Concurrent TMS-fMRI was feasible for iTBS sequences with 600 pulses. During interleaved iTBS-fMRI, an increase of the BOLD signal was observed in a network including bilateral DLPFC regions. In the clinical case, a reduced BOLD response was found in the left DLPFC and the subgenual anterior cingulate cortex, with high variability across individual sessions.

CONCLUSIONS

Full iTBS sessions as applied for the treatment of depressive disorders can be established in the interleaved iTBS-fMRI paradigm. In the future, this experimental approach could be valuable in clinical samples, for demonstrating target engagement by iTBS protocols and investigating their mechanisms of therapeutic action.

摘要

背景

左前额叶间歇性 theta 爆发刺激(iTBS)已成为一种安全有效的经颅磁刺激(TMS)治疗方案,用于治疗抑郁症。尽管 iTBS 后的网络效应已得到广泛研究,但对目标参与的更深层次的机制理解仍处于起步阶段。在这里,我们研究了一种新型的集成 TMS-fMRI 设备和加速回波平面成像协议的可行性,以直接观察完整 iTBS 治疗过程的即时效果。

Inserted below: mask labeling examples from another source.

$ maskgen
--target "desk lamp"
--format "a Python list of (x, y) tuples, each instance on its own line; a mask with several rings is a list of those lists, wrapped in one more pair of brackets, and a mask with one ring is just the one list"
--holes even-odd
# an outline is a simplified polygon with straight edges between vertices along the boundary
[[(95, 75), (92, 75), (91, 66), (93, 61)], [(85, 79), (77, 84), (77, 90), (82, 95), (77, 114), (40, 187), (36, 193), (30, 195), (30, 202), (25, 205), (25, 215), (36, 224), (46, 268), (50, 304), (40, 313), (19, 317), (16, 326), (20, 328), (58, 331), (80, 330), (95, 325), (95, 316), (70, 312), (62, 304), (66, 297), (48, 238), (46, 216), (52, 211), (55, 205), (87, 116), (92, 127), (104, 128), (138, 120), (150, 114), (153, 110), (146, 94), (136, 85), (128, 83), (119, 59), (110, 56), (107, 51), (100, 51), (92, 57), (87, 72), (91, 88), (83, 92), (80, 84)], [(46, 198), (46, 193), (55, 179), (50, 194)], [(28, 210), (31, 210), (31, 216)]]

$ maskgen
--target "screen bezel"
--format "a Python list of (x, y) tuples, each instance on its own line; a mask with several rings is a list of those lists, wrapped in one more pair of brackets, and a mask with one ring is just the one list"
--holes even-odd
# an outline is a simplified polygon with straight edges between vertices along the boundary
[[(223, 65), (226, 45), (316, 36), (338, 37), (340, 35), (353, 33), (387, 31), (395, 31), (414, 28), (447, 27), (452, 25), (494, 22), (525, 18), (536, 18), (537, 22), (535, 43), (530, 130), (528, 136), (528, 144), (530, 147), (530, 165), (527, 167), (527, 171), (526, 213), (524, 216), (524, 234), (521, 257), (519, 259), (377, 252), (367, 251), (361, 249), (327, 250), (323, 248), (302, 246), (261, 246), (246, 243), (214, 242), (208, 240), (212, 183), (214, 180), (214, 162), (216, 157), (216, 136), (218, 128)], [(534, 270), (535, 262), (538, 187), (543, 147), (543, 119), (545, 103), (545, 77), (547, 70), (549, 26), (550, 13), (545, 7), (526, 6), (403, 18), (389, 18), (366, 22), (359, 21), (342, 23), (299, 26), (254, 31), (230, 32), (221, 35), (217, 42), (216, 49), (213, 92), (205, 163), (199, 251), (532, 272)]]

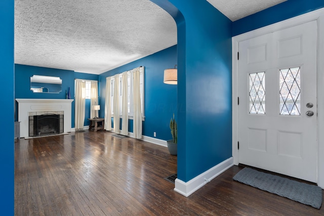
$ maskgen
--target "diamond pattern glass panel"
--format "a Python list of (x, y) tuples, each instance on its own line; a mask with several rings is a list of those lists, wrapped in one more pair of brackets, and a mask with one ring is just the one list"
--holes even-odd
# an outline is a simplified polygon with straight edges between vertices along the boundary
[(300, 115), (300, 67), (280, 70), (280, 114)]
[(250, 113), (265, 114), (265, 73), (250, 74)]

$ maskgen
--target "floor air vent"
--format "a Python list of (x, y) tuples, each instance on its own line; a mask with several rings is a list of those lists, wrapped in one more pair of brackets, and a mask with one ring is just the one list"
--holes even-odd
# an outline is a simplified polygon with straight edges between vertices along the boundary
[(125, 137), (127, 137), (127, 136), (122, 135), (121, 134), (114, 134), (112, 136), (113, 136), (114, 137), (118, 137), (118, 138), (125, 138)]
[(168, 182), (171, 182), (171, 183), (174, 184), (174, 181), (176, 180), (176, 179), (178, 177), (178, 174), (173, 174), (168, 177), (166, 177), (164, 178)]

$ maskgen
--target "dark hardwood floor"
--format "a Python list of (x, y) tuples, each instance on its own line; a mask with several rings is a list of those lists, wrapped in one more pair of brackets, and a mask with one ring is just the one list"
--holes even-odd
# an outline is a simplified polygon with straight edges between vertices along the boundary
[(188, 197), (164, 178), (166, 147), (104, 131), (15, 143), (16, 215), (316, 215), (320, 209), (232, 180), (233, 166)]

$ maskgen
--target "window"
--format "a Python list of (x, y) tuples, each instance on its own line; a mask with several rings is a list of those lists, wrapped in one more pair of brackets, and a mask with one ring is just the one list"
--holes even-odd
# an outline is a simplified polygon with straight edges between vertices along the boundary
[(91, 81), (86, 81), (86, 99), (91, 99)]
[[(128, 72), (127, 73), (127, 97), (128, 98), (128, 116), (130, 118), (132, 118), (134, 114), (134, 103), (133, 98), (133, 73), (132, 71)], [(140, 72), (140, 94), (141, 94), (141, 113), (142, 116), (144, 118), (144, 70), (141, 70)], [(123, 81), (122, 78), (122, 74), (118, 77), (119, 78), (119, 89), (118, 95), (119, 97), (119, 113), (120, 115), (122, 113), (122, 107), (123, 107)], [(115, 78), (113, 76), (111, 76), (110, 78), (110, 106), (111, 110), (111, 114), (113, 114), (113, 103), (114, 103), (114, 93), (115, 91)]]
[(279, 72), (280, 114), (300, 115), (300, 67)]
[(115, 93), (115, 79), (113, 77), (111, 77), (110, 79), (110, 109), (111, 110), (111, 114), (113, 114), (113, 95)]
[(264, 79), (264, 72), (249, 74), (250, 114), (265, 114)]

目的/假设:在探索交错 iTBS-fMRI 的可行性的过程中,我们假设 TMS 将在刺激区域和相互连接的神经区域中引起急性 BOLD 信号变化。

方法

对 18 名健康参与者进行了全序列导航 iTBS(即 600 个脉冲)左背外侧前额叶皮质(DLPFC)的同步 TMS-fMRI 研究。此外,我们在一名长期接受 iTBS 治疗的双相抑郁症患者中进行了四次 TMS-fMRI 研究,以测试向临床病例的转化。

结果

600 个脉冲的 iTBS 序列的同步 TMS-fMRI 是可行的。在交错 iTBS-fMRI 期间,观察到一个包括双侧 DLPFC 区域的网络中的 BOLD 信号增加。在临床病例中,左侧 DLPFC 和扣带回前下皮质的 BOLD 反应减少,个体治疗过程中的变异性很大。

结论

用于治疗抑郁症的完整 iTBS 疗程可以在交错 iTBS-fMRI 范式中建立。在未来,这种实验方法在临床样本中可能具有重要价值,可用于证明 iTBS 方案的目标参与,并研究其治疗作用的机制。